For an array allocated outside the heap, however, the allocation may seem to succeed and then the program will get an interrupt later, when it tries to initialize the memory. If this happens a
Bus error
signal will be reported, either like this with a SLURM workload manager:srun: error: <nodename>: task <ID>: Bus error
or like this with a PBS Pro or Moab/Torque workload manager:
Process died with signal 7: 'Bus error'
These messages are not perfectly diagnostic because there are other program errors that can cause the same signal, notably misaligned memory references. However, such errors are not at all common in Chapel by the nature of the language. So in general, these messages can be taken as indicating that the program ran out of memory when trying to create space for a large array. We expect to be able to restore the previous behavior in the future.
NCCS user notes¶
NCCS Cray systems use a different qsub mechanism in order to enforce their queuing policies.

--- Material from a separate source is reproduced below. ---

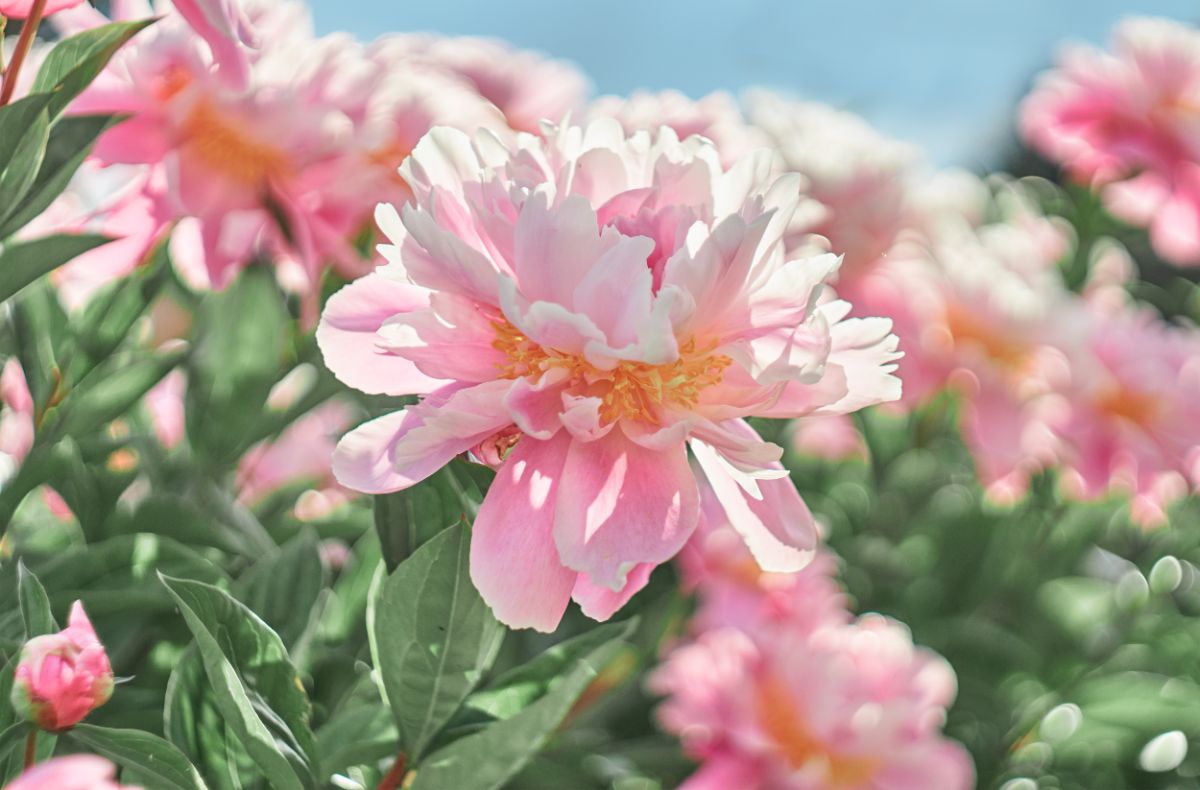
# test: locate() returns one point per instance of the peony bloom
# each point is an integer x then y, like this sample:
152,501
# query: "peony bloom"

We have attempted to make our pbs-aprun launch code work with this version of qsub, but require a
CHPL_LAUNCHER_ACCOUNT
environment variable to be set to specify your NCCS account name. For example:export CHPL_LAUNCHER_ACCOUNT=MYACCOUNTID
NCCS users either need to specify
debug
as their queue or set an explicit wall clock time limit using the mechanisms described above.